Scaling Foundation Models: From GPT-3 to GPT-4 and What Comes Next

By Hiva Mohammadzadeh | Stanford MSCS · UC Berkeley EECS

TL;DR: Scale changes everything. GPT-3 showed that a 175-billion-parameter model can perform tasks it was never explicitly trained on -- just from a handful of examples in the prompt. PaLM pushed to 540 billion parameters and broke through on multi-step reasoning.
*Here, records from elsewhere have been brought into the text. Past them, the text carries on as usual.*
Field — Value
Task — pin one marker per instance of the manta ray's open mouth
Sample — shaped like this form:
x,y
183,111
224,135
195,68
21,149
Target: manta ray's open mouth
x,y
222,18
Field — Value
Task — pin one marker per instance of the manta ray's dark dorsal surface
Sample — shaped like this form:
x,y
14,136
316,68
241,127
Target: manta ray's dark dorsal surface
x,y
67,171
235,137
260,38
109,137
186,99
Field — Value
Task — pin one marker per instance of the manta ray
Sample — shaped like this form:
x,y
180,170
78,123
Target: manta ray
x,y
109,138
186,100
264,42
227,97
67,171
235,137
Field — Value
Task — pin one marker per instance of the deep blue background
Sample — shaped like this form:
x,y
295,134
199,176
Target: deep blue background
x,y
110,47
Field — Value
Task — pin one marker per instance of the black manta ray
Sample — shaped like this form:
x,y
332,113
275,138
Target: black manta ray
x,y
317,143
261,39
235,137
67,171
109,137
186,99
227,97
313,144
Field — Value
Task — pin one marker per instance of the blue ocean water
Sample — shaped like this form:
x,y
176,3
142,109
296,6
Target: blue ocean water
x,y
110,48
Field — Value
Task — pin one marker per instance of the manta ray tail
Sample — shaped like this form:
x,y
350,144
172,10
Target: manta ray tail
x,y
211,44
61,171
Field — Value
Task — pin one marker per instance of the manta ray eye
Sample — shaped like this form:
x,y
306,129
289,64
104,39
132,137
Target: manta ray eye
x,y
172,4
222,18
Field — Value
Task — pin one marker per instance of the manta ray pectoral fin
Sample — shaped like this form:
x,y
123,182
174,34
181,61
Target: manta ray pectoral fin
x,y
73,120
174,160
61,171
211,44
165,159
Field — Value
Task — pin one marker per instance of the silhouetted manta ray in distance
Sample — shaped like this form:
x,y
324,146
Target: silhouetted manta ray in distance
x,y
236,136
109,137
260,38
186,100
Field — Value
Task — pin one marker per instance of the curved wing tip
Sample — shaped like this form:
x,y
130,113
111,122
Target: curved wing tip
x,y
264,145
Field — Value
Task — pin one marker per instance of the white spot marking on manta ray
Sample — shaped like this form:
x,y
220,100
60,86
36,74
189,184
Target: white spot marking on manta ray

GPT-4 added multimodal input and hit human-level performance on professional benchmarks like the bar exam. These are not just bigger models doing the same thing slightly better. At each scale jump, qualitatively new capabilities emerge. This post covers the scaling trajectory from GPT-3 through PaLM to GPT-4, the opportunities foundation models unlock in healthcare, education, and finance, and the real risks -- bias, power concentration, and accountability gaps -- that come with them.

The Scaling Hypothesis

There is a pattern that has held remarkably consistently in deep learning over the past several years: make the model bigger, give it more data, and new capabilities appear. Not just incremental improvements -- genuinely new behaviors that smaller models could not do at all.

This is the scaling hypothesis, and the models covered in this post are its strongest evidence. GPT-2 had 1.5 billion parameters and could generate coherent paragraphs. GPT-3 scaled to 175 billion and could translate languages, answer trivia, and write code from a few prompt examples. PaLM reached 540 billion and solved multi-step reasoning problems. GPT-4 added vision and matched human professionals on standardized exams.

Model	Year	Parameters	Emergent Capability
GPT-2	2019	1.5B	Coherent multi-paragraph text generation
GPT-3	2020	175B	Few-shot and zero-shot learning from prompts alone
PaLM	2022	540B	Multi-step reasoning; surpasses human on BIG-bench
GPT-4	2023	Undisclosed	Multimodal input (image + text); human-level on bar exam

At each scale threshold, qualitatively new capabilities emerge that were absent in smaller models.

Scale is not just "more of the same." At certain thresholds, language models exhibit emergent capabilities -- behaviors that are absent in smaller models and appear suddenly as parameters increase. Few-shot learning, chain-of-thought reasoning, and code generation all emerged this way.

GPT-3: The Few-Shot Revolution

GPT-3 was the model that made the scaling hypothesis impossible to ignore. At 175 billion parameters -- 10x more than any previous non-sparse language model -- it demonstrated something genuinely surprising: you could get useful task performance without any task-specific training data at all.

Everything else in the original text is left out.